| Problem statement Solution video |
DISCUSSION THREAD
Ask your questions here. Or, answer questions of others here. Either way, you can learn.
DISCUSSION and HINTS
The animation below shows the motion of the wheel as it is being pulled up the incline. The animation shows the velocity of a number of points on the wheel. Think about the location of the instant center for the wheel as it rolls without slipping, and how this location affects the direction and magnitude of the velocities shown here.
Recall the following four-step plan outline in the lecture book and discussed in lecture:
Step 1: FBDs
Draw a free body diagram (FBD) of the wheel.
Step 2: Kinetics (Newton/Euler)
- Looking at your FBD above, which forces, if any, do work that is not a part of the potential energy of the system? Pay particular attention to the friction force at the no-slip point on the wheel – does it do work? How do you find the work done by the applied force F?

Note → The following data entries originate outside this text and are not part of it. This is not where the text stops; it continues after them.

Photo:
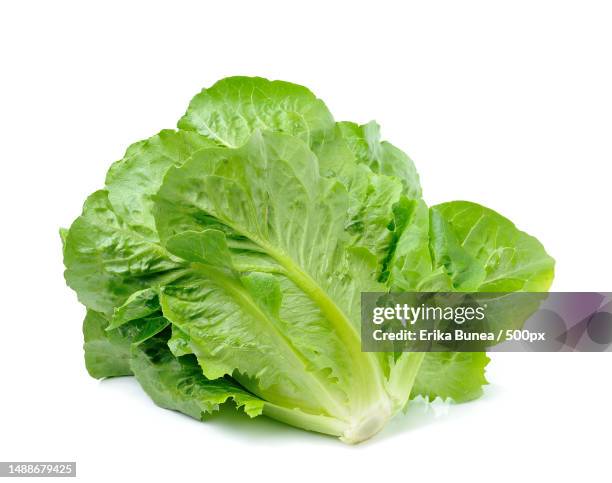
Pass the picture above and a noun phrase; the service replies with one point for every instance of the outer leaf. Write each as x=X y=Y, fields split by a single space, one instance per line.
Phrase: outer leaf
x=510 y=259
x=178 y=383
x=381 y=156
x=270 y=194
x=106 y=261
x=455 y=375
x=107 y=354
x=138 y=305
x=132 y=181
x=478 y=250
x=232 y=109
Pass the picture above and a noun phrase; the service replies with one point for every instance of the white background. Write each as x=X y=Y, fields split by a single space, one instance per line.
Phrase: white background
x=504 y=103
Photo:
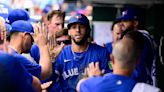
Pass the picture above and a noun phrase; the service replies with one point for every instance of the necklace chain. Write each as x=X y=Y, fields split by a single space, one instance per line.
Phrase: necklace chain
x=81 y=55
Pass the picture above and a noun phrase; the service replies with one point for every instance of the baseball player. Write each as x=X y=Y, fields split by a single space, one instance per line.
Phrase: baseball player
x=70 y=65
x=55 y=24
x=14 y=77
x=131 y=19
x=21 y=41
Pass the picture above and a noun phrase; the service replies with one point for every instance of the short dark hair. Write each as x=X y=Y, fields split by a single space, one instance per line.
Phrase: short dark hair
x=114 y=22
x=59 y=13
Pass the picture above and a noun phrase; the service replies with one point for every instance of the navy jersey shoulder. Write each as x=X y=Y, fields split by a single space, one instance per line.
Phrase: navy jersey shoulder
x=35 y=53
x=70 y=65
x=109 y=47
x=108 y=83
x=144 y=71
x=33 y=68
x=13 y=76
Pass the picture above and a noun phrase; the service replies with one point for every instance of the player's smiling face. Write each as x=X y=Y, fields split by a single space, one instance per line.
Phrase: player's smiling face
x=78 y=33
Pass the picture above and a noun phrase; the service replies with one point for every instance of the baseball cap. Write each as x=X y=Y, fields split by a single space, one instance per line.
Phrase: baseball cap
x=129 y=14
x=22 y=26
x=18 y=14
x=78 y=18
x=4 y=10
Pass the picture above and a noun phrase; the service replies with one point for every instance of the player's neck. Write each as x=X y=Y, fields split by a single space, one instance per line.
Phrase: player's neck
x=79 y=48
x=15 y=47
x=123 y=72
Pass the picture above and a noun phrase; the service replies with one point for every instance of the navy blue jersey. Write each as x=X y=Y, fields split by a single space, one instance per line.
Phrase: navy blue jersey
x=33 y=68
x=35 y=53
x=69 y=66
x=145 y=71
x=108 y=83
x=13 y=76
x=109 y=47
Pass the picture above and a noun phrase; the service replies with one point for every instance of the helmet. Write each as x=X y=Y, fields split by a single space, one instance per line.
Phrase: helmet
x=78 y=18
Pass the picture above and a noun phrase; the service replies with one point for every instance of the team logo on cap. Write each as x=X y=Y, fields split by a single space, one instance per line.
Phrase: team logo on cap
x=78 y=16
x=124 y=13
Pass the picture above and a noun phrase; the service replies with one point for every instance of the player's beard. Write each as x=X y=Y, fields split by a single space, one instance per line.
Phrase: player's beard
x=26 y=47
x=82 y=41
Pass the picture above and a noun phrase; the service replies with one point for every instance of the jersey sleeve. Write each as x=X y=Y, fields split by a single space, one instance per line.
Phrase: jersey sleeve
x=89 y=85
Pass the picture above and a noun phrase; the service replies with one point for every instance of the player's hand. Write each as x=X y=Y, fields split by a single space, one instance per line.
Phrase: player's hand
x=44 y=86
x=94 y=70
x=54 y=49
x=3 y=38
x=40 y=35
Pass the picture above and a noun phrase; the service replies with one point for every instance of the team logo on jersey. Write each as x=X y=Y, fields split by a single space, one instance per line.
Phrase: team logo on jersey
x=70 y=73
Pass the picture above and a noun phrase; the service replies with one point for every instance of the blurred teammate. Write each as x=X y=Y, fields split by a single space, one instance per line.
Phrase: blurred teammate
x=21 y=41
x=126 y=54
x=69 y=66
x=131 y=19
x=14 y=77
x=116 y=34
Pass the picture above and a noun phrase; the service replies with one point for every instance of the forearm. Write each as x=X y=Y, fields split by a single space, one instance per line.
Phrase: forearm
x=45 y=62
x=36 y=84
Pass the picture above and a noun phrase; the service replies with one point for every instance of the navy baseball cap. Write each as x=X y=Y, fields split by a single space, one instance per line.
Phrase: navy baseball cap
x=129 y=14
x=4 y=10
x=18 y=14
x=78 y=18
x=22 y=26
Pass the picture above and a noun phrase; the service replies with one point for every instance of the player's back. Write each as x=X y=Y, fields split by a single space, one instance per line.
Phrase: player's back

- Write down the kinetic energy of the wheel. Recall that the expression the KE for the planar motion of a rigid body is: T = 0.5*m*vA2 + 0.5*IA*ω2, where A is either the center of mass or a fixed point (fixed points include instant centers). So, in this case you can use either O or the no-slip contact point (let’s call that point C).
- Define your gravitational datum line. Write down the potential energy for the wheel.
Step 3: Kinematics
Use the IC approach to relate the velocity of the point on the wheel where the cable comes off (call that point A) to the angular velocity of the wheel. Or, instead, use the following rigid body kinematics equation:
vA= vC + ω x rA/C
Through a time integration of the relationship between the speed of A and the angular velocity of the wheel, you can determine the distance through which F moves.
Step 4: Solve
From your equations in Steps 2 and 3, solve for the angular velocity of the wheel at position 2.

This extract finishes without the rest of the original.